And one thing is very important, "Get out of the building and meet people".

So is there a luck factor in PMF? No, there isn't. You find PMF when you try
different things while at the same time talk to people(past, present and
prospective customers).

I will give you an example. The person I mentioned above initially started
with a small business of supplying toiletries to businesses(big and small).
One day one of his customers asked him whether he would be able to supply
instant tea and coffee mix to the business. He agreed and started supplying
tea and coffee. Went to other businesses and asked if they would be
interested. Got sizeable amount of customers. One day, one of his tea and
coffee customers, a defence establishment, asked him if he could arrange
student visits to their facility for educational purpose. He agreed. Then went
to lot of other schools and businesses and asked them if he could help them
arrange student visits. He got success in that! Now he has recently started
building a park(with space theme) for students.

So, if you look at the journey it is not some magic with which one finds a
PMF. The entrepreneur has to go out and talk to people so that s/he receives
the right signals. And then be bold enough to take the risk to start working
on the problem.

------
saluki
Everything in business has an element of luck.

But if your product doesn't provide value or customers aren't willing to pay
for it I'm not sure you can overcome that with luck.

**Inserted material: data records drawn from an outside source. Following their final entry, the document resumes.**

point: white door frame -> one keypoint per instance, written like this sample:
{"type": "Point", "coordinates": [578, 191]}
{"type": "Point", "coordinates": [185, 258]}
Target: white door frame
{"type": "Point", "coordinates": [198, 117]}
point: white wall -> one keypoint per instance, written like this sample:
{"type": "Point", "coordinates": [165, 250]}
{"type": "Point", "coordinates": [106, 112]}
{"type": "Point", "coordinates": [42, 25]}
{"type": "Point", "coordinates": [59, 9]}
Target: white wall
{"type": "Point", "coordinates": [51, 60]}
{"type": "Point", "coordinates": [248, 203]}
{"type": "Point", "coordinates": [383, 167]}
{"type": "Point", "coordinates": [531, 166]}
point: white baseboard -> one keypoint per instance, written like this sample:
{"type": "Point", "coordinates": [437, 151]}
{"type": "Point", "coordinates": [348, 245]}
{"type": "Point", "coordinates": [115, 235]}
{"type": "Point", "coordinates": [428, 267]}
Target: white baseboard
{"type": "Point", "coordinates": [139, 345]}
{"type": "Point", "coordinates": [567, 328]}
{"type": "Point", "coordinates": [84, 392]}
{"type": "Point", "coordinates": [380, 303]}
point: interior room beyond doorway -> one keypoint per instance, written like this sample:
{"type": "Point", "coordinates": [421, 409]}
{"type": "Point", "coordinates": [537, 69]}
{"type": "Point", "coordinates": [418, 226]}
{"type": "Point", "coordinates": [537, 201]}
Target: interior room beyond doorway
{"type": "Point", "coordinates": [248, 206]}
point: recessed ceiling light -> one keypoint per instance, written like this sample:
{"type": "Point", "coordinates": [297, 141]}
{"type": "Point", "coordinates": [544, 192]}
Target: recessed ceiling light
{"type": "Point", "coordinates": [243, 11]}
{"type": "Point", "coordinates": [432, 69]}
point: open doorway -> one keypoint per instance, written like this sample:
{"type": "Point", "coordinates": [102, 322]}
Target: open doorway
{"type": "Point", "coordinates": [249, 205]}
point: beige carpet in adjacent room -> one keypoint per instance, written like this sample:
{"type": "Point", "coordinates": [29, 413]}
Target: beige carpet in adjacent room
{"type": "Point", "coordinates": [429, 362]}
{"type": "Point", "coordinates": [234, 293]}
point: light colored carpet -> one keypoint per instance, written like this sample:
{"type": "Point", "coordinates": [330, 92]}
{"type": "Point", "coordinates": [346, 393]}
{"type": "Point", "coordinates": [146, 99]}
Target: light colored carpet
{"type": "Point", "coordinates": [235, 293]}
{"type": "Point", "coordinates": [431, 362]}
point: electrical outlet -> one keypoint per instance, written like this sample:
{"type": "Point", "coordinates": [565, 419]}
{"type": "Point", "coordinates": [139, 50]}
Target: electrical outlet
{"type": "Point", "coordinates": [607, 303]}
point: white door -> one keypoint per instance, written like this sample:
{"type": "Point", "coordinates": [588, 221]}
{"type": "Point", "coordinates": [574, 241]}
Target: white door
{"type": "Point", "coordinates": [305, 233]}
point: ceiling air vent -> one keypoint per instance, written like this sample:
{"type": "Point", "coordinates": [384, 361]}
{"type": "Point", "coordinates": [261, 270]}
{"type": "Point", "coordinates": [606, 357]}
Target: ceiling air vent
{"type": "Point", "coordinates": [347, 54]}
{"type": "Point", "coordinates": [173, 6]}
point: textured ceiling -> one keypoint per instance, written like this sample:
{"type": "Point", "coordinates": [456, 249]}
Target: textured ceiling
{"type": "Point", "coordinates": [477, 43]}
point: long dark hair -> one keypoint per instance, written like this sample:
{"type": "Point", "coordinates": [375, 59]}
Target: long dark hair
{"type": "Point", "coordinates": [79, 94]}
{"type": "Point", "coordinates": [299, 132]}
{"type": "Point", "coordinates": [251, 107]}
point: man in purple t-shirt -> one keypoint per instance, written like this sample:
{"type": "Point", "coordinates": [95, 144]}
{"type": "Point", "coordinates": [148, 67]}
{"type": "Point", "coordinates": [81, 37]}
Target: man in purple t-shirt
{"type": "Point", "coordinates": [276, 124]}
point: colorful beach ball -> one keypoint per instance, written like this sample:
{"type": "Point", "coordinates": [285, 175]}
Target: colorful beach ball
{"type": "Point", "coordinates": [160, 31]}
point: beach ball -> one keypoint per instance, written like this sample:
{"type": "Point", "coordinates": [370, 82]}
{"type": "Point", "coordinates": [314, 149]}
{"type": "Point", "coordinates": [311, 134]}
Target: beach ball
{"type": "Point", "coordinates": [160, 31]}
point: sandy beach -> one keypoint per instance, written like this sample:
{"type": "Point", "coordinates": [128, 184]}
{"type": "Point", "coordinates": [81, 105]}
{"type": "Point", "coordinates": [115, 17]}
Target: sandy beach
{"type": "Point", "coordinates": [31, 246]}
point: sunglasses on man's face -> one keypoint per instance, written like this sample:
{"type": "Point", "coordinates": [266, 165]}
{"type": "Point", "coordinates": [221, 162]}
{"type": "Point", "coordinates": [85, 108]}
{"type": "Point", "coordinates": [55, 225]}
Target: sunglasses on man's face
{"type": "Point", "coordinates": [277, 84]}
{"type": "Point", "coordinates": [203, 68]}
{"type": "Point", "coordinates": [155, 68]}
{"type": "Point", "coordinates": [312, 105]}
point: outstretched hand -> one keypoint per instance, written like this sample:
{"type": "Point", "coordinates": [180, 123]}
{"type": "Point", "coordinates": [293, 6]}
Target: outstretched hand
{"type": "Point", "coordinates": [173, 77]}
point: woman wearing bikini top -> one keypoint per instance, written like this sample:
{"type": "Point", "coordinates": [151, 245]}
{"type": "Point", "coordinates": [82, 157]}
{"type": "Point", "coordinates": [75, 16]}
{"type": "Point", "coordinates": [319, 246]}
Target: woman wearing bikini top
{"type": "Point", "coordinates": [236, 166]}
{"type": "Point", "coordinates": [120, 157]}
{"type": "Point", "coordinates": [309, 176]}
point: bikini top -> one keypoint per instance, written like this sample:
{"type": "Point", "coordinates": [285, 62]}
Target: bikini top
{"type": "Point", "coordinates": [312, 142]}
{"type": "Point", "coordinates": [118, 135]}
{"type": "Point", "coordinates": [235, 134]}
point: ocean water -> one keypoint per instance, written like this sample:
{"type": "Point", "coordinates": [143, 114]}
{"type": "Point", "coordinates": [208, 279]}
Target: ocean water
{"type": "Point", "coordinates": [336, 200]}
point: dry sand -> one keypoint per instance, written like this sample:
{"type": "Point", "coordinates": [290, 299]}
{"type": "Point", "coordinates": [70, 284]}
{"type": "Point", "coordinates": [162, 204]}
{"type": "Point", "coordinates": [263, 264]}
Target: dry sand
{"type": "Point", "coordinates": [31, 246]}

I would look at it more as you can have product market fit and your product
not grow fast or even fail without some luck.

But your product will eventually fail without product market fit even with
lots of luck.

Check out Rob Walling's new podcasts.

8 Things You Must Know When Launching Your SaaS and 10 Things You Should Know
As You Scale Your SaaS.

Sign up for the email list here:
[https://www.startupsfortherestofus.com/](https://www.startupsfortherestofus.com/)
And receive two never-before-released podcast episodes: 8 Things You Must Know
When Launching Your SaaS and 10 Things You Should Know As You Scale Your SaaS.

Listen to 10 Things You Should Know As You Scale Your SaaS.

The part about product market fit starts around 2:00.

Rob talks about using this method to quantify your product market fit.

[https://justinjackson.ca/product-market-fit-
survey](https://justinjackson.ca/product-market-fit-survey)

------
jkkorn
I've had that question mulling around in my head for a few years.

Like others have mentioned, of course there's an element of luck. It helps to
have a product that fits the zeitgeist.

But in my experience, the remaining 99% is all working smart and understand
what and the "why" of the problem at hand.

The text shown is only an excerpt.